Have you ever encountered anything like this? I saw some messages on the forum, but those bugs were resolved in 7.5betax - i’m using 7.6 stable now.
It works great on Hap AX2, BUT I have noticed that there is a lot of writes to the disk and its due to atlas probe writing constantly temporary data to \var\atlasdata
I think it would be best to mount \var\atlasdata as 32 MB tmpfs so that internal flash drive wouldn’t die too soon.
I have measured that without tmpfs it does 300 000 sector writes DAILY, so its safe to assume it could kill Mikrotik flash in just a few months, same goes for lower quality pendrives.
Temporary solution that I have found is to make ramdisk on mikrotik because doing it from container itself turned out to be harder than I thought without running container as root.

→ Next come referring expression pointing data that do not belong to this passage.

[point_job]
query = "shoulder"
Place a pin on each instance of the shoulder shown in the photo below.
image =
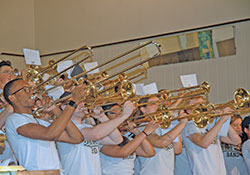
(16, 120)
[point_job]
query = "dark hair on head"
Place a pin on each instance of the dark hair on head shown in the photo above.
(6, 89)
(5, 63)
(235, 117)
(245, 124)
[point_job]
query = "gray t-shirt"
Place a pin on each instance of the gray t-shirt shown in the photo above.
(203, 161)
(32, 154)
(246, 153)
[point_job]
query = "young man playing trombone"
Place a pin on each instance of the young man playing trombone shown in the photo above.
(32, 139)
(84, 158)
(163, 162)
(203, 145)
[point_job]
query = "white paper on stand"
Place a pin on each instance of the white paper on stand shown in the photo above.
(64, 65)
(55, 93)
(172, 125)
(189, 80)
(89, 66)
(32, 56)
(139, 88)
(150, 89)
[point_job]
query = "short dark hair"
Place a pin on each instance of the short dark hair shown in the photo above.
(5, 63)
(6, 89)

Good job, will try at free time. My Altas probes runing on RPIs, maybe it’s time to migrate
BTW, maybe you know a working solution of “looking glass” container for Tik devices?

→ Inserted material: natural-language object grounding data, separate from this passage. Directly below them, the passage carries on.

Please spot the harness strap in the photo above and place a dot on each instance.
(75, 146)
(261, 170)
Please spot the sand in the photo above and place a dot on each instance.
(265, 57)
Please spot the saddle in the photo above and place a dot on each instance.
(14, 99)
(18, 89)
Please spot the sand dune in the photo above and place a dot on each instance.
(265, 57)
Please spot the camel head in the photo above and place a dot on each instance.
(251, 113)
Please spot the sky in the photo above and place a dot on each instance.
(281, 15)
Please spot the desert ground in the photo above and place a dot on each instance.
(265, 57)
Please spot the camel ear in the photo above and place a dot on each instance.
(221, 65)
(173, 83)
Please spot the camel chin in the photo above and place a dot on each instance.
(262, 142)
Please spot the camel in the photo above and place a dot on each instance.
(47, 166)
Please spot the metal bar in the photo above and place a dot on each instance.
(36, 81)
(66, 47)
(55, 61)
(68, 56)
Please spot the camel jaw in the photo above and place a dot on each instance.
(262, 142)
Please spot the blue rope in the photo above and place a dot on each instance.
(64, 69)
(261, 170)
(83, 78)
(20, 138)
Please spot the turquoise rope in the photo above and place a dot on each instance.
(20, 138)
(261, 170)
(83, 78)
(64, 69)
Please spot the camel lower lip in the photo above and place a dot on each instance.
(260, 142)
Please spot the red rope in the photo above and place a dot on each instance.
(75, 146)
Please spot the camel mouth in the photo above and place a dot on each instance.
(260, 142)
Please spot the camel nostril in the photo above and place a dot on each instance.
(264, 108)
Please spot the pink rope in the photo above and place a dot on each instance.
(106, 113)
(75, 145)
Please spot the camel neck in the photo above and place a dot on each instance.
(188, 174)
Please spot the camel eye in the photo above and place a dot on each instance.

Thanks for posting CTassisF, I’m very interested in this project to be able to run a software probe on my router and this package seems to be exactly what I’m looking for.

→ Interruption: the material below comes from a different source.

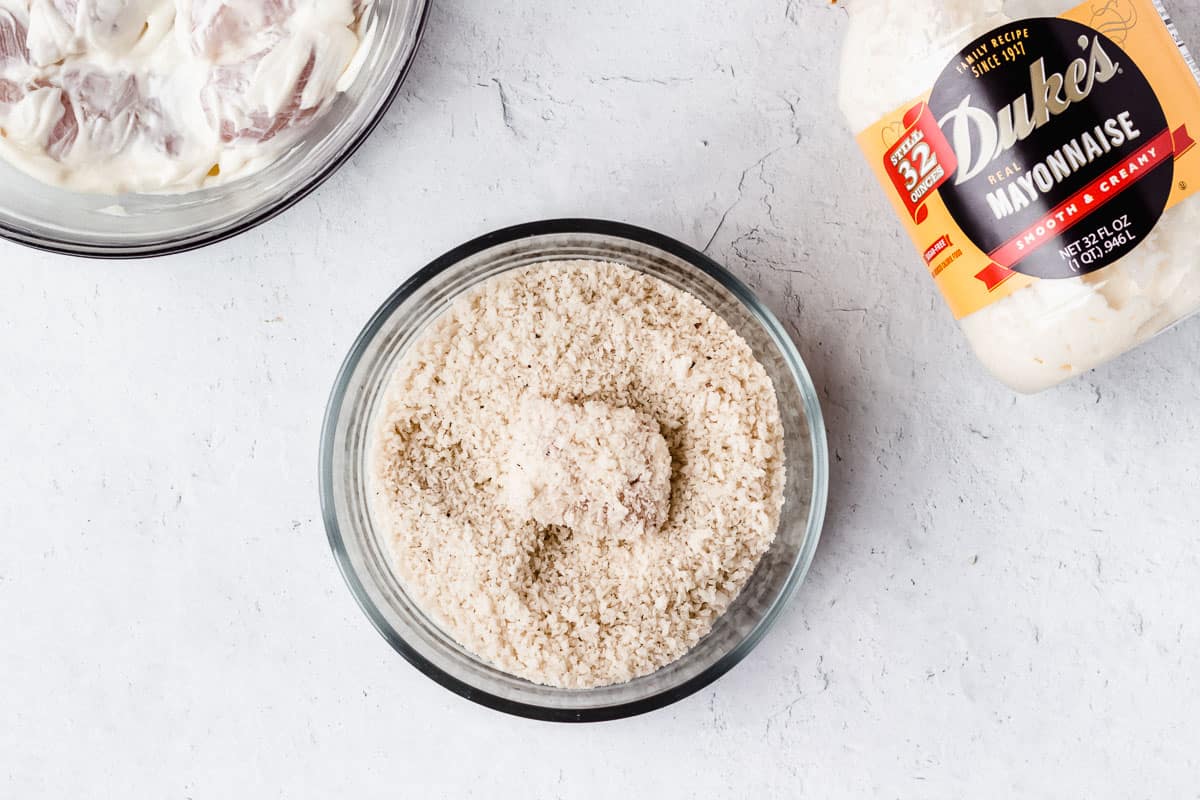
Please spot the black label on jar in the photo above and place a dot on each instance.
(1065, 157)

I set up a veth, bridge, and connected everything network-wise. Then I added a container and pulled your image from docker registry:
This does appear to work, and I can start the container and see that it’s running.
I’m a little confused how the container gets a unique key and how I can get that key to persist. It appears the key is generated randomly on the container first starting. What happens when there is a new version of the software probe and I pull a new image from docker hub? Is my key lost and I just have to register the new one?
Lastly it appears the image on docker hub contains Alpine 3.20.3 rather than the most recent release 3.21.2. Is this expected?
You’re correct, the key is randomly generated after the container’s first start. The key is stored in a directory inside the container, so you have to use mounts (volumes) to persist the key across version updates, which require container recreation.
Recently, there was a change to how these mounts should be created. Here are the correct instructions:
/probe/etc/ripe-atlas is where the key and other config data is stored. /probe/var/run/ripe-atlas/status is where currently running tests are stored. /probe/var/spool/ripe-atlas/data as a volume is optional but recommended; it is a directory where many write events occur, so it is better to put it in a tmpfs than to fry your USB storage.
Please, test with these mounts/volumes and let me know if it works for you.
Regarding the Alpine 3.20… I’m waiting on a pull request to fix the original ripe-atlas-software-probe code so I can build it against Alpine Linux 3.21 versions.